Melanchthon heißt eigentlich Marina Jacke und ist für das Lutherprojekt in die Rolle und das Kostüm dieses Reformators geschlüpft. Sie ist eine von sechs Mitgliedern der St.-Petrus-Kirchengemeinde, die am Reformationstag (31.10.) für die Grundschüler die Zeit Luthers wieder lebendig werden lassen. Dank Kostümverleih sehen alle Darsteller aus, als wären sie direkt dem 16. Jahrhundert entsprungen.
So gewandet beugt sich Marina Jacke alias Melanchthon über den neun Jahre alten Jonas. Auch er hat sich kleidungstechnisch der Zeit Luthers angenähert. Alle Grundschüler haben nämlich beim Lutherprojekt einen weißen Überwurf aus Leinen bekommen. Jonas hat auf das Papier mit dem Federkiel „Ich bin der“ gekratzt. Weiter ist er mit seiner Übersetzung nicht gekommen. „Gar nicht schlecht“, findet Melanchthon und verrät, dass das komplette Bibelzitat „Ich bin der Herr, dein Gott“ lautet. Nun noch Streusand über die Buchstaben, Löschpapier gab es ja zu Luthers Zeiten nicht. „Echt cool“, findet das der Viertklässler. Auch sein Freund Noah meint: „Mit der Feder schreiben, das ist voll witzig. Ich hab gar nicht gewusst, wie stark ich aufdrücken soll.“
Dann machen sich die Jungs auf zur nächsten Station des Lutherprojektes. Vier davon gibt es im Gemeindehaus der St.-Petrus-Kirchengemeinde, jede steht für ein zentrales Anliegen Martin Luthers. Natürlich darf da die Tür mit den 95 Thesen nicht fehlen. Die Kinder sollen nicht ehrfürchtig davor stehen und lesen. Sie sollen ihre eigenen Thesen an die Tür hämmern. Schon vom anderen Ende des Flurs hört man, ob gerade eine Gruppe Mädchen oder Jungen dran sind: Die Mädchen klopfen sachte, die Jungs dreschen mit Vergnügen den Nagel in der Tür. Auf die Zettel haben sie geschrieben, was sie „so richtig blöd“ finden und gerne ändern würden. „Kein Spinat zum Mittagessen“, steht auf einem Papier. „Dass ich nicht immer Schuld bin, wenn mein Bruder etwas anstellt“, auf einem anderen. Emelie pinnt „Dass Menschen in Afrika nicht vor den Augen der Kinder getötet werden“, an die Tür.
Käthe Giering ist beeindruckt, was die Kinder da alles anschlagen. Sie ist am Vormittag des Reformationstages in die Rolle der Katharina von Bora geschlüpft, der Ehefrau Martin Luthers. „Wenn man das liest, wird einem bewusst, welche Lasten, die Kinder schon in der vierten Klasse mit sich herumtragen“, sagt die Ehrenamtliche der St. Petrus-Kirchengemeinde.

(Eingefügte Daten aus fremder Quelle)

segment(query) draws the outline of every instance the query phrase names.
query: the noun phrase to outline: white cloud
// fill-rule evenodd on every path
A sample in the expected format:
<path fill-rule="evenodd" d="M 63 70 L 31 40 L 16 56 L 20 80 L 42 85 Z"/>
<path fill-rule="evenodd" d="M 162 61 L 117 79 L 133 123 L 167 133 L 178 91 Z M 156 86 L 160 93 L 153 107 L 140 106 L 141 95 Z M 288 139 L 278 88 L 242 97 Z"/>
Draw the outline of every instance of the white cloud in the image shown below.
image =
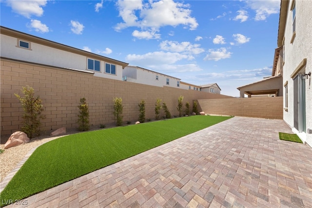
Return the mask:
<path fill-rule="evenodd" d="M 143 55 L 129 54 L 126 57 L 126 61 L 136 63 L 137 65 L 158 65 L 159 64 L 170 64 L 183 59 L 190 59 L 187 55 L 178 53 L 156 51 Z"/>
<path fill-rule="evenodd" d="M 237 21 L 240 20 L 240 22 L 243 22 L 247 21 L 248 19 L 248 15 L 247 11 L 238 10 L 236 12 L 238 13 L 238 15 L 233 19 L 234 20 Z"/>
<path fill-rule="evenodd" d="M 132 36 L 138 39 L 159 39 L 160 34 L 156 33 L 156 31 L 139 31 L 135 30 L 132 33 Z"/>
<path fill-rule="evenodd" d="M 112 50 L 112 49 L 111 49 L 109 48 L 105 48 L 105 51 L 98 50 L 98 51 L 97 51 L 97 52 L 98 53 L 103 53 L 103 54 L 110 54 L 113 52 L 113 51 Z"/>
<path fill-rule="evenodd" d="M 72 28 L 71 28 L 72 32 L 77 35 L 82 34 L 82 31 L 84 28 L 84 26 L 82 24 L 78 21 L 74 21 L 73 20 L 71 20 L 70 23 L 72 25 Z"/>
<path fill-rule="evenodd" d="M 38 17 L 42 15 L 43 14 L 42 7 L 45 6 L 47 0 L 7 0 L 6 2 L 14 12 L 27 18 L 30 18 L 32 15 Z"/>
<path fill-rule="evenodd" d="M 247 6 L 255 11 L 254 20 L 265 20 L 273 14 L 278 14 L 280 6 L 279 0 L 247 1 Z"/>
<path fill-rule="evenodd" d="M 179 43 L 176 41 L 163 41 L 159 44 L 161 50 L 188 54 L 199 54 L 205 51 L 199 47 L 199 44 L 191 44 L 190 42 Z"/>
<path fill-rule="evenodd" d="M 97 3 L 96 5 L 95 6 L 96 9 L 96 12 L 98 12 L 99 11 L 99 9 L 101 9 L 103 8 L 103 0 L 101 1 L 100 3 Z"/>
<path fill-rule="evenodd" d="M 201 36 L 196 36 L 195 39 L 195 41 L 199 41 L 203 39 L 202 37 Z"/>
<path fill-rule="evenodd" d="M 173 0 L 150 0 L 144 1 L 144 4 L 141 0 L 119 0 L 117 5 L 123 22 L 116 25 L 117 31 L 137 27 L 143 31 L 157 31 L 161 27 L 180 24 L 194 30 L 198 25 L 196 19 L 191 16 L 189 4 Z"/>
<path fill-rule="evenodd" d="M 250 40 L 250 38 L 247 38 L 247 37 L 239 33 L 234 34 L 233 36 L 237 44 L 246 43 L 246 42 L 249 42 Z M 234 44 L 233 42 L 231 42 L 230 44 L 232 45 Z"/>
<path fill-rule="evenodd" d="M 40 33 L 47 33 L 49 31 L 49 27 L 46 25 L 42 24 L 40 21 L 37 20 L 31 20 L 30 24 L 28 24 L 27 26 Z"/>
<path fill-rule="evenodd" d="M 225 44 L 225 41 L 224 41 L 224 38 L 220 35 L 215 36 L 215 38 L 213 40 L 213 42 L 214 44 Z"/>
<path fill-rule="evenodd" d="M 225 12 L 223 12 L 223 13 L 222 13 L 222 15 L 218 15 L 217 17 L 216 17 L 215 18 L 212 18 L 210 19 L 210 20 L 217 20 L 219 18 L 223 18 L 224 17 L 225 17 L 225 16 L 226 15 L 226 13 Z"/>
<path fill-rule="evenodd" d="M 90 52 L 92 52 L 91 51 L 91 49 L 88 46 L 83 46 L 83 47 L 82 48 L 82 50 L 83 50 L 84 51 L 86 51 Z"/>
<path fill-rule="evenodd" d="M 227 51 L 225 48 L 220 48 L 214 50 L 209 49 L 209 53 L 204 58 L 204 61 L 214 60 L 217 61 L 221 59 L 231 58 L 232 53 Z"/>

Symbolisch für diese Last bekommen die Kinder beim Lutherprojekt einen Wackerstein, den sie in einer Jutetasche von Station zu Station schleppen. Sie nehmen ihn auch mit zu Karlstadt, einem Freund Martin Luthers. „Karstadt“, witzelt einer der Jungen. Bei Karlstadt wird aber auch er ernst. Er soll mit seinen Schulkameraden entscheiden, ob sie ihr Geld für Brot oder Feuerholz ausgeben. Oder ob sie sich durch Ablassbriefe von ihren Sünden freikaufen. „Ich will Holz kaufen, damit wir nicht frieren“, schlägt Jonas vor. Als die Jungs schließlich abstimmen, entscheidet sich eine Hälfte für das Holz, die andere für die Ablassbriefe. Nur einer würde Brot kaufen. Karlstadt alias Christoph Kaiser erklärt den Schülern daraufhin, dass Jesus am Kreuz schon für ihre Sünden bezahlt hat. Er hat ihnen diese Lasten schon abgenommen. Also sind Ablassbriefe sinnlos.
Christoph Kaiser ist begeistert, wie viel die Kinder schon über die Reformation wissen: „Die haben im Religionsunterricht gut vorgearbeitet, den brauche ich gar nicht zu erklären, was Ablassbriefe oder Fegefeuer sind“. Auch an der nächsten Station, dem „Gewittererlebnis“ Martin Luthers wissen etliche Kinder Bescheid. Überall wird gelacht, aber auch ernsthaft nachgedacht. Nicht zuletzt deshalb glaubt Christoph Kaiser, dass die Kinder von diesem Vormittag viel über die Reformation mitnehmen.